7 Must-Follow Rules for Using Stock Images
Using stock images as part of your blog or promotional materials may initially seem straightforward–but there are certain rules that apply. To make sure you won’t encounter any issues with stock images that you’ve downloaded for use, keep these rules in mind:
1) Stick to professional, reputable stock image sites
With hundreds of stock sites out there, it can be extremely difficult to know which ones are legit and which ones will have the high quality, relevant images that you need. Adobe Stock offers flexible and business subscription plans to access over 60 million images, but you can also purchase single images. Adobe Stock also integrates with Creative Cloud apps so you can search for images directly within the app.
2) Follow the license guidelines for image use
Heather Purdy Mobley, owner and main photographer at Heather K. Purdy, says to pay close attention to which license the image falls under since the license will zero in on how and where you can use the photo. “There are many different types of licenses, and each one describes how a photo can be used and not used. This basically means you need to know how you want to use the image. Will you only be using it for your website? Are you wanting to use it in print? Do you want to modify the image? How you want to use it will also often determine how much you will be paying for when it comes to the license usage,” Purdy explains.
3) Make proper attributions
Above all, Purdy recommends being reasonable and respectful when it comes to how you are attributing stock photos. “Most stock photos sites make it abundantly clear how the image needs to be attributed. Usually, all you need to do is link the image back to the site, depending on which type of license you have purchased,” Purdy says. In case you are ever unclear about how to attribute an image, or if you are using a photo that is not purchased directly from a stock site, Creative Commons offers a handy approach known as “TASL”–an acronym that stands for Title, Author, Source, License. At the very least, the attribution should include a link back to the source of the image and be listed on the same page as the image.
4) Immediately correct any usage violations
If you are ever contacted by the image owner about incorrect attribution or copyright infringement, make the change immediately instead of starting an argument. If you do not agree for whatever reason and do not want to make the change, then you must remove the image from wherever you’ve placed it online. As Purdy points out, “attribution is very important in the shared image world, and people can be fined a lot of money if they do not attribute an image improperly.” You don’t want to end up with a DMCA Takedown Notice.

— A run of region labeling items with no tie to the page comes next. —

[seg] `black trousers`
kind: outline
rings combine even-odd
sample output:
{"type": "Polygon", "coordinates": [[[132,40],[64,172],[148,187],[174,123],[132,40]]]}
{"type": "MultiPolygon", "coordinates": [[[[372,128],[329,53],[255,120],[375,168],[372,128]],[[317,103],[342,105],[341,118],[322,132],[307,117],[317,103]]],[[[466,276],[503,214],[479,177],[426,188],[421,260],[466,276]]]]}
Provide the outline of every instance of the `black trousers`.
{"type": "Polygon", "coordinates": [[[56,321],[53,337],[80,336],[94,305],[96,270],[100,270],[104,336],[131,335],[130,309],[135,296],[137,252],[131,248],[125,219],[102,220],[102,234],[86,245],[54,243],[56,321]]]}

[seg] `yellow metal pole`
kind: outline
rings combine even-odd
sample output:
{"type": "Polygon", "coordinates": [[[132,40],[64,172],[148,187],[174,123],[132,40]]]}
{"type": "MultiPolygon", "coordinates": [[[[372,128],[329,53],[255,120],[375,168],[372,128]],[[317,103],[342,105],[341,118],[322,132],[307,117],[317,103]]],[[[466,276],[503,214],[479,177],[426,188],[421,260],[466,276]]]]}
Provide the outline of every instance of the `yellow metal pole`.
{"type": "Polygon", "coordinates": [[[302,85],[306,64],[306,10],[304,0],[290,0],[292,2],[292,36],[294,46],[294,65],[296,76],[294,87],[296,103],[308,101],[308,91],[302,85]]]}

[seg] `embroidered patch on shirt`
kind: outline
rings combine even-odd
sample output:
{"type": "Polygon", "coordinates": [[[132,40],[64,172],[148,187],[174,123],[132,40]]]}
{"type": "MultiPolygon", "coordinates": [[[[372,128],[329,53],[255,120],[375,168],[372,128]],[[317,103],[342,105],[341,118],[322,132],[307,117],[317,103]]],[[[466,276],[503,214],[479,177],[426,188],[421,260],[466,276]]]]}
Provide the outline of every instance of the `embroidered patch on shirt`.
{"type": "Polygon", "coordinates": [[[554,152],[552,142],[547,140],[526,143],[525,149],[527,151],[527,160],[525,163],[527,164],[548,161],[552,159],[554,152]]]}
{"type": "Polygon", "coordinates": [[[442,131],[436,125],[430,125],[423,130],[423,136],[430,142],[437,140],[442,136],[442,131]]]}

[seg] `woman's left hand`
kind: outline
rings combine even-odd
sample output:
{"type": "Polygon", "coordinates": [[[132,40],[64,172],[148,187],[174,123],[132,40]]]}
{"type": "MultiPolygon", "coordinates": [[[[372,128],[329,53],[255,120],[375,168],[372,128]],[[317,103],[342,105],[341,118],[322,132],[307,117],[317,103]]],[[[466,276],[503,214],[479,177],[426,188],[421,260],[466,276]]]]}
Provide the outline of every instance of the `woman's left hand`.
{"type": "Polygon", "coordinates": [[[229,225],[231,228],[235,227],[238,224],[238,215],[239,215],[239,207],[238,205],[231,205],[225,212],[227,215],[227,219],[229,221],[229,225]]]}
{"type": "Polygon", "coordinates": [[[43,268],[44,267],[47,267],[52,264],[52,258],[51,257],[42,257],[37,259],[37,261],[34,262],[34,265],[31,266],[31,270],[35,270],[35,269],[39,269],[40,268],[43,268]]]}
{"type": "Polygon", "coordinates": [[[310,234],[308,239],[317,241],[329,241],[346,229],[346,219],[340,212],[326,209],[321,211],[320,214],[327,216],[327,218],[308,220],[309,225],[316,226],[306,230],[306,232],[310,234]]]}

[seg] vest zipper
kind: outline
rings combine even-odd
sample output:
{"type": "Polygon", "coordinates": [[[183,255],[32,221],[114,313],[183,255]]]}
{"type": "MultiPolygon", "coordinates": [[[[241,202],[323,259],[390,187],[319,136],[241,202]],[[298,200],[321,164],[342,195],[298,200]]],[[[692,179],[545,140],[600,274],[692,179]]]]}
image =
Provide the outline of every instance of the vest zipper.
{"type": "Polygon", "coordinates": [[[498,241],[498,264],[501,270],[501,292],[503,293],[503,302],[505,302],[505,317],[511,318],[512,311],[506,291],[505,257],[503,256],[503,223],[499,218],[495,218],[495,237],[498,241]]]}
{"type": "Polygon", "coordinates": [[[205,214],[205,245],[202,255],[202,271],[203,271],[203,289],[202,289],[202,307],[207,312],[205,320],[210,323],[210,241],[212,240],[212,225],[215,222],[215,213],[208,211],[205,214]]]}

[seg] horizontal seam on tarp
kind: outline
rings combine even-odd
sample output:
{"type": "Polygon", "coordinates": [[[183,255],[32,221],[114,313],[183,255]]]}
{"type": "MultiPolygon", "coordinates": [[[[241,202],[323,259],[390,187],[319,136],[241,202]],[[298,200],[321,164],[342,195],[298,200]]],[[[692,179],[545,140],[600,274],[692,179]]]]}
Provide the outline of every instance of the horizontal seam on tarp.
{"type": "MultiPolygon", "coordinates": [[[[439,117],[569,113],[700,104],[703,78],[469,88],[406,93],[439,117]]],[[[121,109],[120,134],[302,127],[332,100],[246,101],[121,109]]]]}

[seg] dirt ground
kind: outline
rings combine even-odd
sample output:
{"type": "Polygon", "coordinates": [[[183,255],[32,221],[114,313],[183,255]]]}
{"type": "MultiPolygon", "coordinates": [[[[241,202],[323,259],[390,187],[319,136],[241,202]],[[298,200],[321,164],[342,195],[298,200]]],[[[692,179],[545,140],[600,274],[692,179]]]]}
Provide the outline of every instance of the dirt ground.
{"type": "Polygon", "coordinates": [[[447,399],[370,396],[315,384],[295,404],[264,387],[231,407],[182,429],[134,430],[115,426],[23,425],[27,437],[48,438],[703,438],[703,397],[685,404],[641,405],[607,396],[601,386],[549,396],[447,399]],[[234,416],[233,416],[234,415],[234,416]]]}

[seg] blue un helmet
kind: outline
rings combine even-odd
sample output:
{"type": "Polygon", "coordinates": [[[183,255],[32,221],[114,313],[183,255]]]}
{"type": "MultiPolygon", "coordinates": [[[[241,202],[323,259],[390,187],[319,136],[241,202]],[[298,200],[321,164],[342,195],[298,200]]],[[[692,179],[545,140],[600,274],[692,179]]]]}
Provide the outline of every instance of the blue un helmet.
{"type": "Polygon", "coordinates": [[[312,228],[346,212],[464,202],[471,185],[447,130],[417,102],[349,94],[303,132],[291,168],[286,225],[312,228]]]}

5) Download the correct size for your needs
Although downloading the image in the highest resolution possible makes sense, you should also consider how you are going to use the image. Will it be on your blog, a social media platform, an email newsletter? Adjust the size accordingly so your image won’t look stretched or pixelated.
6) Don’t use outdated images
Stock photos aren’t what they used to be. Search for stock sites, like Adobe Stock, that have images with a “modern edge and don’t look like something from a 1990s software install!” Purdy says. Otherwise, you risk boring your audience or losing potential customers. However, this brings us to the next rule:
7) Search for images that suit your brand
Just because you’ve seen a bunch of other designers using a certain look in their images, that doesn’t mean you need to go out and grab the same trendy images for use on your social media. Do what works for you, for your logo, for the color scheme you have on your website, for the unique way of expressing yourself that your audience has come to know and love.